Oct. 2 (Bloomberg) -- European Central Bank President Mario Draghi said he’s ready to take any necessary measures to keep money-market rates in check as he tries to steer Europe’s banks through the early stages of an economic recovery.
“We’ll remain particularly attentive to developments which may have implications to monetary policy and consider all available instruments,” Draghi said at a press conference in Paris today, reiterating comments he made last month. “We have a vast array of instruments to this extent and we exclude no option in order to address the needs as is most appropriate.”
Draghi spoke after the ECB’s Governing Council left its main refinancing rate at a record low of 0.5 percent for a fifth month. The decision was predicted by all 52 economists in a Bloomberg News survey. Officials held the deposit rate at zero and the marginal lending rate at 1 percent.
The ECB holds its meetings outside of its home city of Frankfurt twice a year. The October meeting is a day earlier than normal because of a public holiday in Germany tomorrow.
The central bank is trying to contain volatility in market rates as investors face risks ranging from a squeeze on excess liquidity to stress tests on banks’ balance sheets. While Draghi didn’t announce any new liquidity measures today, he repeated that the ECB is prepared to announce another long-term refinancing operation for Europe’s financial system if needed.
The overnight rate that banks expect to charge each other by the ECB’s September 2014 rate meeting, as measured by Eonia forward contracts, rose as high as 0.23 percent after Draghi’s comments, from 0.21 percent before the press conference. While that still down from 0.3 percent on Sept. 5, the date of the ECB’s last rate decision, it compares with less than 0.1 percent in May.
The euro climbed, rising as high as $1.3607 from $1.3523 at the start of the press conference. The yield on Germany’s two-year government bond fell 1 basis point to 0.16 percent.
In addition to Draghi refraining from signaling any new policy measures, the single currency advanced after Italian Prime Minister Enrico Letta won a confidence vote in parliament, avoiding the need for another election.
The ECB pumped more than 1 trillion euros ($1.4 trillion) of three-year loans into the financial system during the region’s debt crisis and gave banks the option to repay the emergency cash early. As banks do that amid a recovering economy, excess liquidity in money markets is declining, threatening to push borrowing costs higher.
The ECB president said today that policy makers considered a cut in their main interest rates and decided against it. He has pledged since July to keep the rates at or below the current level for an extended period of time.
The health of the euro region’s economy has shown signs of improving since last month’s ECB meeting.
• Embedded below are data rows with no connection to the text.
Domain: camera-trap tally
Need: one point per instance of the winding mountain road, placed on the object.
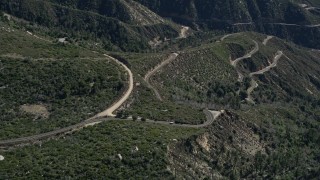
(126, 95)
(183, 32)
(147, 77)
(248, 55)
(210, 115)
(282, 24)
(266, 40)
(254, 83)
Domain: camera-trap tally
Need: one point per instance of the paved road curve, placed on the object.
(254, 84)
(211, 116)
(116, 105)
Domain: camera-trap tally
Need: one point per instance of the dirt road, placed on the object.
(116, 105)
(253, 83)
(211, 116)
(266, 40)
(183, 32)
(248, 55)
(147, 77)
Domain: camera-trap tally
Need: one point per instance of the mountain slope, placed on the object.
(82, 20)
(233, 16)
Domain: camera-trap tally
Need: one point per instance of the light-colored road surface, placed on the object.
(126, 95)
(298, 25)
(276, 58)
(248, 55)
(147, 77)
(253, 83)
(211, 116)
(183, 32)
(282, 24)
(312, 8)
(266, 40)
(225, 36)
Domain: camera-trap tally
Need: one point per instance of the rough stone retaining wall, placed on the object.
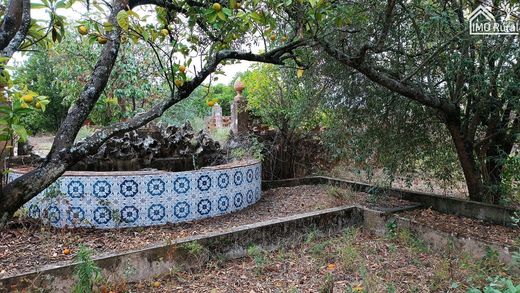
(145, 198)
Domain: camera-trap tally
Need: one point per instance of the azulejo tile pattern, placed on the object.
(144, 200)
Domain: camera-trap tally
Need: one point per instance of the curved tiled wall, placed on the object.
(133, 199)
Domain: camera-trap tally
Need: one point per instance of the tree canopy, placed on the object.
(404, 70)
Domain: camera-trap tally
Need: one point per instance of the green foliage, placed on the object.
(193, 247)
(510, 184)
(40, 73)
(497, 285)
(258, 255)
(132, 88)
(283, 100)
(86, 272)
(252, 151)
(16, 101)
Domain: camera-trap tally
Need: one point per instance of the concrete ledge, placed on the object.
(146, 263)
(448, 205)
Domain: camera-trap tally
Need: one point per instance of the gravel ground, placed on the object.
(352, 262)
(28, 245)
(467, 227)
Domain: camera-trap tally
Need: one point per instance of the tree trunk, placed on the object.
(464, 149)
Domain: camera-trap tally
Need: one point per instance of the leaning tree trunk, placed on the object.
(464, 149)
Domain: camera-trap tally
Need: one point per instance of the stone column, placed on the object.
(217, 115)
(239, 115)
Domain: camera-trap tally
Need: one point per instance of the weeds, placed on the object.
(340, 193)
(193, 247)
(258, 255)
(87, 272)
(328, 284)
(391, 229)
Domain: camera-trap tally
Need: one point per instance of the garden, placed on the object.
(259, 146)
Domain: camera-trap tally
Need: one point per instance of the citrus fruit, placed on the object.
(83, 30)
(27, 98)
(102, 40)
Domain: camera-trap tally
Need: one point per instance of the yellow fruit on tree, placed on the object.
(102, 40)
(83, 30)
(179, 82)
(27, 98)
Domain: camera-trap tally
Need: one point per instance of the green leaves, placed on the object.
(20, 131)
(122, 19)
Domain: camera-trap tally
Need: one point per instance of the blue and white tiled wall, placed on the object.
(144, 200)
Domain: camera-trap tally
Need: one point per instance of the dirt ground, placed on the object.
(28, 245)
(352, 262)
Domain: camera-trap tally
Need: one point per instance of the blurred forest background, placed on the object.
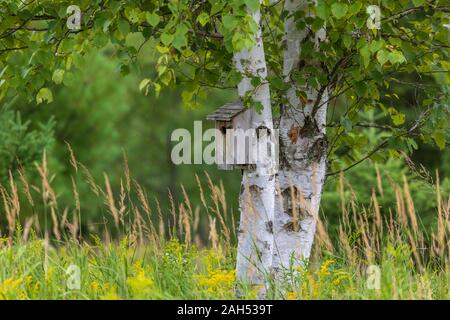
(103, 115)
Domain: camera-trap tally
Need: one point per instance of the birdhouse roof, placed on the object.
(227, 112)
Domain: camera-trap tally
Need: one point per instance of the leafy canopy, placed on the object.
(399, 71)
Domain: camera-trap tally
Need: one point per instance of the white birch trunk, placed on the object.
(254, 256)
(303, 158)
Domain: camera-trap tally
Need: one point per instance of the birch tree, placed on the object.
(301, 66)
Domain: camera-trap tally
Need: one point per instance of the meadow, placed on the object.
(139, 252)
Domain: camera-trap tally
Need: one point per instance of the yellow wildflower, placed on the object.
(9, 288)
(95, 286)
(325, 268)
(292, 295)
(140, 284)
(111, 295)
(217, 279)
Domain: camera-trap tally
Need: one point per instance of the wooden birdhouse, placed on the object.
(230, 152)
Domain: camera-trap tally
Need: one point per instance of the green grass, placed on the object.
(123, 271)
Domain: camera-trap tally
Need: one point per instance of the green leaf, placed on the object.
(253, 5)
(44, 95)
(203, 19)
(339, 10)
(123, 26)
(365, 54)
(382, 57)
(167, 38)
(376, 45)
(144, 84)
(323, 10)
(396, 57)
(397, 117)
(230, 22)
(152, 18)
(354, 8)
(418, 2)
(439, 138)
(347, 124)
(58, 76)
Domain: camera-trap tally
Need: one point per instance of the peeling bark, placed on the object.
(303, 157)
(255, 248)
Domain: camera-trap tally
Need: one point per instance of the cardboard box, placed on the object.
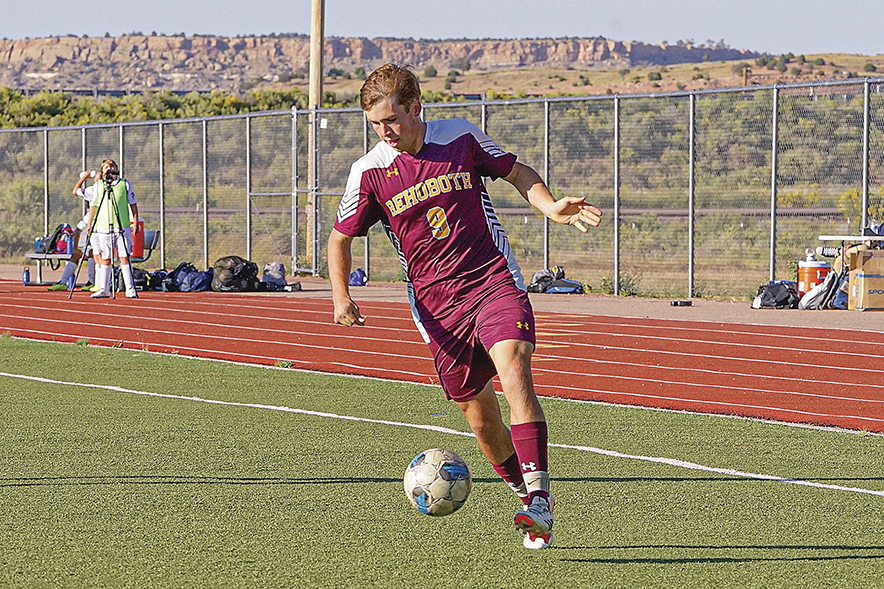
(867, 282)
Economic confidence as measured by the European Commission rose for a fifth month and a gauge of factory output showed a third month of expansion.
Draghi said that lending to households and companies, which fell by a record in August, may start to rise before the ECB completes a review of bank balance sheets next year.
“Credit flows are still weak, I would even say very weak, even though we see a significant improvement in fragmentation on the funding side,” he said. “We have frankly strong hopes that credit will recover before the end of the asset quality review.”
Risks to the recovery include a review of bank balance sheets to be led by the ECB starting next year before it takes over as supervisor for euro-area lenders. Stress tests that form part of the assessment remain a potential source of bank turmoil as no plan to cover capital shortfalls discovered during that process has yet been agreed by European Union leaders.
“On the backstops, that’s another thing that quite astonishes me as the doubts that have been expressed about whether national backstops will be in place by the time we start our Single Supervisory Mechanism,” Draghi said. “In fact, there is an explicit reassurance about this in the conclusion of the last European Council, where there is an explicit reference to national backstops.”
Draghi warned that market interest rates are a signal as to whether governments are pursuing necessary economic reforms.
“The message markets are sending -- not only markets, all of you -- to countries we mentioned is very simple: stability and reforms,” he said. “The greatest pressure should come from the inside. The reforms should be made for their own sake; they shouldn’t be pressed by markets.”